That Sunday afternoon at Sarita Creek! The dinner, so savoury, so delectable; the two girls, arrayed in cool white lawn, rosy-cheeked, beaming; the gay talk and banter and laughter; the blissful hours together on the grass beneath the trees, with the wide mesa diffusing an immense languor, with the mountains bestowing a vast peace, with the brook at their feet murmuring an accompaniment to their words—hours to treasure, hours of pure gold: Little wonder that Dave, lying full length and gazing upward through the boughs at the blue vault, allowed his eyelids to sink and at last to close. Little wonder the girls' faces grew dreamy and their voices gentle. And none, none at all, that Lee succumbed to the spell.

He was still under the enchantment when toward sunset Ruth suggested they go up the cañon. But Imogene, arousing herself, declared that she had letters to write; and Dave, still fast asleep, was already on roamings of his own. Ruth and Lee therefore went alone up the path through the trees and underbrush, until they emerged in the cool, dusky gorge formed by the contracting of the rocky walls. The brook rippled by over stones and moss. A few insects hovered over the stream with their tiny bodies shining like bronze. From somewhere came a sweet, honeyed smell of flowers.

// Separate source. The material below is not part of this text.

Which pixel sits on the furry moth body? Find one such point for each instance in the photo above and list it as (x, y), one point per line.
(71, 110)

"Imo writes letters regularly," Ruth explained concerning her friend, "to an instructor in a university in the East. I don't think they're exactly affianced, but expect to be. Waiting, apparently. Waiting until he's a professor—and until her health is better, too, I imagine. An agreement to let things rest as they are for the present, one might say. Imogene talks very little about it, and of course I ask no questions."

She sat down on a fallen tree, patting its trunk to signify a place for him at her side. Pointing at crevises in the cañon wall, she began to tell him the names she and Imogene had given them—Bandit's Stair, Devil's Crack, Bear's Hole, and to enumerate those assigned the jutting points and knobs along the rim that by a stretch of the imagination bore a resemblance to animals or human heads.

As she talked, with her gray eyes at times turning to his to learn if he was interested, he felt anew the charm of her youthfulness, of her vivid personality. It dwelt in her small, firm hands pointing now here, now there, in her slender, rounded form faced toward him, in her red lips, her soft smooth cheek, her brow, in her glances and her animated words. He noted again, as a quality altogether delicious, the air of unconscious friendliness that he had perceived at their very first encounter. It quite offset the slight touch of obstinacy in her chin—but, in truth, did the latter require an offset? He had earlier thought that with such a trait one could not foretell where its possessor might go, or what do, or what exact, under stress of feeling. He smiled at that now. How ridiculous the notion! Why shouldn't a girl have a bit of determination in her make-up? Well, she should. It gave force to her character. It made her more individual, more attractive. It coloured a nature so essentially feminine as Ruth Gardner's with elusive and delightful possibilities.

"See, up yonder at the top!" she exclaimed. "That piece of rock like a man's head and shoulders I named Lee Bryant, after you."

"Do I look as block-headed as that?"

"No. It was not because of any resemblance, but because you kept your back so long toward us. Now, however, since you've repented and ceased to neglect us, I shall call it after someone else. Perhaps after the stage-driver who takes our letters down to Kennard; he sits hunched up like that. I'll seek a much nicer rock to represent you."

"That's wholly unnecessary, for I intend to keep before your eyes in person."

"Which will be the nicest of all," said she, smiling.